This curious engraving is printed in an 1853 issue of The Illustrated Magazine of Art, along with an equally curious article. You may read the article for yourself, but the gist of it is this:
A certain John Hanstch of Nuremberg “made chariots which moved by a spring, and went two thousand paces an hour.” The engraving shows Herr Hanstch himself driving the thing. The rest of the short article is mostly filler about how amazed the people of olden times would have been if they could see our steam locomotives of today rocketing across the landscape.
Taking what seems to be the generally accepted estimate of two thousand paces to the mile, the thing moved at a rate of one mile per hour, which is not shockingly fast. In fact, it is about a third of the average person’s walking speed. At least the thing would not be very dangerous to pedestrians. The most decrepit among us could probably have seen it coming in plenty of time to shuffle out of the way.
Now here is the more curious thing: in his admittedly brief and lazy searching, Dr. Boli has not found a single reference to John Hanstch (or Johann Hantzsch, or any of the other variant spellings Dr. Boli could think of) who made clockwork chariots in the 1500s. The only results that come up are this article from this issue of this magazine. The article itself is no help: it gives as the source of its information “several special works upon the history of chariot building, and improvements in locomotion in the fifteenth and following centuries.” That is not very specific, though it sounds scholarly. The engraving leaves us with more questions: if the thing existed, it was so lavishly decorated that it could hardly have been the mechanic’s first attempt. One would not spend so much money—or rather, one’s patron would not spend so much money—on chimeras, seahorse-tailed dogs, and other grotesqueries unless the principle had already been demonstrated satisfactorily.

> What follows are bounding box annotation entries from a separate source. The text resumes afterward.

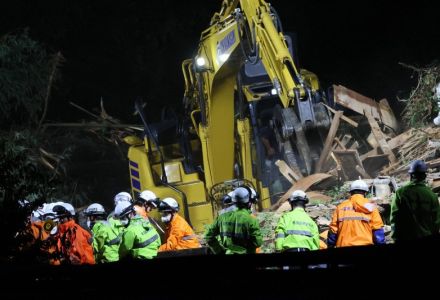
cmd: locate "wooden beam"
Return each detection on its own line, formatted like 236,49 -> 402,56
315,110 -> 342,173
355,165 -> 371,179
333,85 -> 399,131
275,160 -> 303,184
270,173 -> 333,211
365,111 -> 397,163
321,102 -> 359,128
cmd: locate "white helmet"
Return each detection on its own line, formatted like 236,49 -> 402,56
159,197 -> 179,212
289,190 -> 309,203
52,202 -> 75,217
222,191 -> 235,205
139,190 -> 159,207
139,190 -> 157,201
115,201 -> 134,219
233,187 -> 250,204
84,203 -> 105,216
113,192 -> 132,206
350,180 -> 369,193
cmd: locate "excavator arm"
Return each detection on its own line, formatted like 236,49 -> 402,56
184,0 -> 324,190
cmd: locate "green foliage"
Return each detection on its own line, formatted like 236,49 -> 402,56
0,130 -> 55,205
402,66 -> 440,128
0,31 -> 51,128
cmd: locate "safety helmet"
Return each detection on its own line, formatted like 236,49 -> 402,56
40,202 -> 63,220
52,202 -> 75,218
350,180 -> 369,193
159,197 -> 179,212
138,190 -> 159,207
249,187 -> 259,203
289,190 -> 309,203
233,187 -> 250,204
408,159 -> 428,174
115,201 -> 134,219
113,192 -> 132,206
222,191 -> 235,205
84,203 -> 105,216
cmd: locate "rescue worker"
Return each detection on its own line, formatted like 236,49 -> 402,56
113,192 -> 132,207
218,191 -> 237,215
275,190 -> 319,252
134,190 -> 160,221
205,187 -> 263,254
52,203 -> 95,265
391,160 -> 440,242
84,203 -> 121,263
18,202 -> 61,265
327,180 -> 385,248
159,198 -> 201,251
115,201 -> 160,260
107,192 -> 132,236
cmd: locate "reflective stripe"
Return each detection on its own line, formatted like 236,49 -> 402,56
341,206 -> 354,210
292,221 -> 312,226
182,234 -> 197,241
107,236 -> 121,246
338,217 -> 370,222
222,222 -> 244,226
220,232 -> 247,239
133,234 -> 159,249
287,230 -> 313,236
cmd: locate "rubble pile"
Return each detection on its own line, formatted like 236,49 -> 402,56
257,75 -> 440,248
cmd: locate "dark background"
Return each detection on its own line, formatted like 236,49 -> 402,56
0,0 -> 440,123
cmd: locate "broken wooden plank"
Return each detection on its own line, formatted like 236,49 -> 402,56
270,173 -> 333,211
365,111 -> 397,163
348,141 -> 359,150
275,160 -> 303,184
335,137 -> 347,150
321,102 -> 359,128
332,150 -> 371,180
275,191 -> 332,213
315,111 -> 342,173
355,165 -> 371,179
362,154 -> 389,177
361,130 -> 412,161
333,85 -> 399,132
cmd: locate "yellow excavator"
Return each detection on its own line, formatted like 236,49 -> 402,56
126,0 -> 330,232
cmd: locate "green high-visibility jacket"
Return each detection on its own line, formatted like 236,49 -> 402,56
275,207 -> 319,251
92,220 -> 121,263
107,216 -> 125,236
390,181 -> 440,242
205,209 -> 263,254
119,215 -> 161,259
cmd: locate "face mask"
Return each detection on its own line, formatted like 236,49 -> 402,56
160,214 -> 171,223
50,226 -> 58,235
87,220 -> 95,229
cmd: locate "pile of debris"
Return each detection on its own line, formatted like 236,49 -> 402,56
257,78 -> 440,253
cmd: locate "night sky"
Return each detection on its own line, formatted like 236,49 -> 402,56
0,0 -> 440,123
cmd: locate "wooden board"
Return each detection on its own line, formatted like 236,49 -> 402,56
332,150 -> 370,180
362,154 -> 389,177
275,160 -> 303,184
315,111 -> 342,173
333,85 -> 399,131
270,173 -> 333,211
365,111 -> 397,163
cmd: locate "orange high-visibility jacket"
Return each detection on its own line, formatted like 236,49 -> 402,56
22,221 -> 60,265
58,220 -> 95,265
159,214 -> 200,251
330,194 -> 383,247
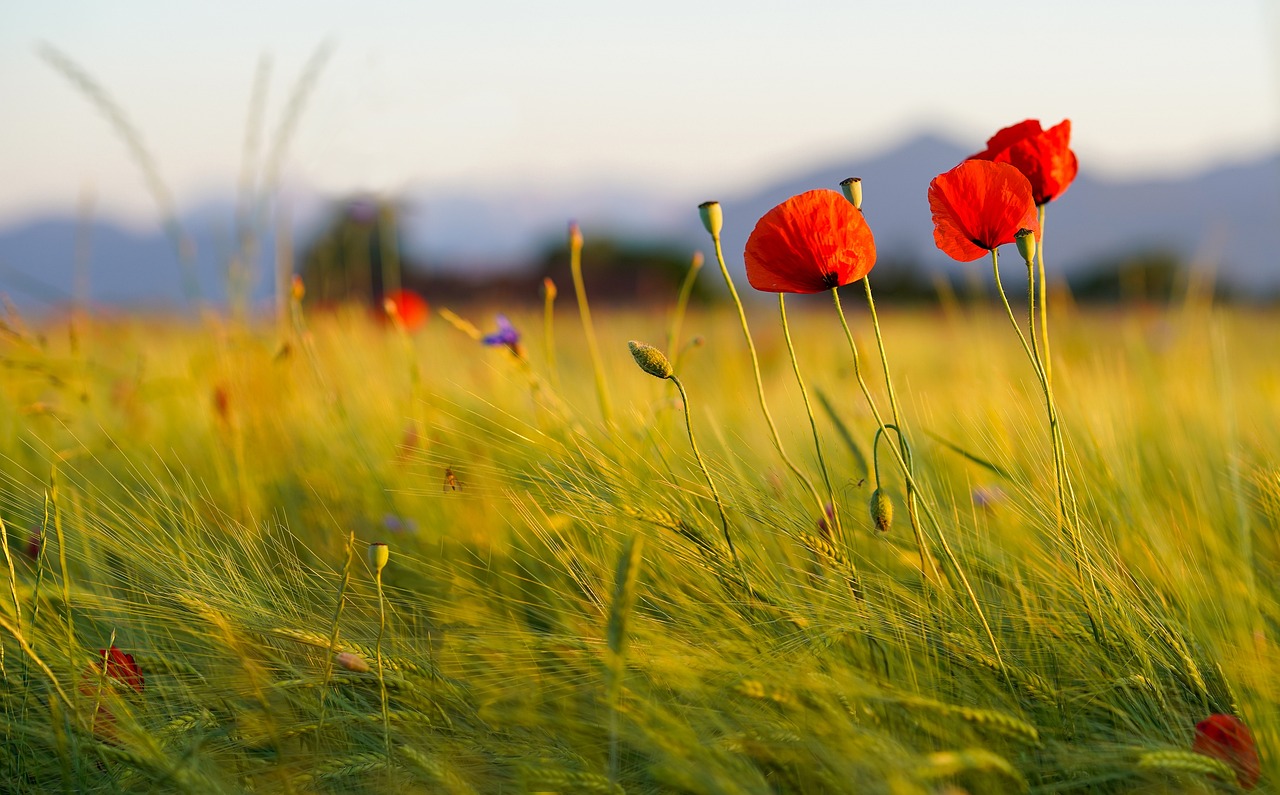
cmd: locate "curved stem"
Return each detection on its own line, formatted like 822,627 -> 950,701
863,277 -> 936,574
374,571 -> 392,766
778,293 -> 852,542
831,289 -> 993,676
712,234 -> 826,516
991,248 -> 1093,599
1036,205 -> 1053,389
667,251 -> 703,370
667,375 -> 750,583
568,236 -> 613,428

So Dr. Boli puts the question to the Internet at large, or at least to that elite (which is Internet-speak for “small”) group of readers who visit his Magazine: Is there any other record of this sixteenth-century wind-up chariot? Or is this a rather expensive hoax, in which an engraver put considerable effort into a fanciful conception of what a fifteenth-century clockwork chariot would look like if such a thing had existed?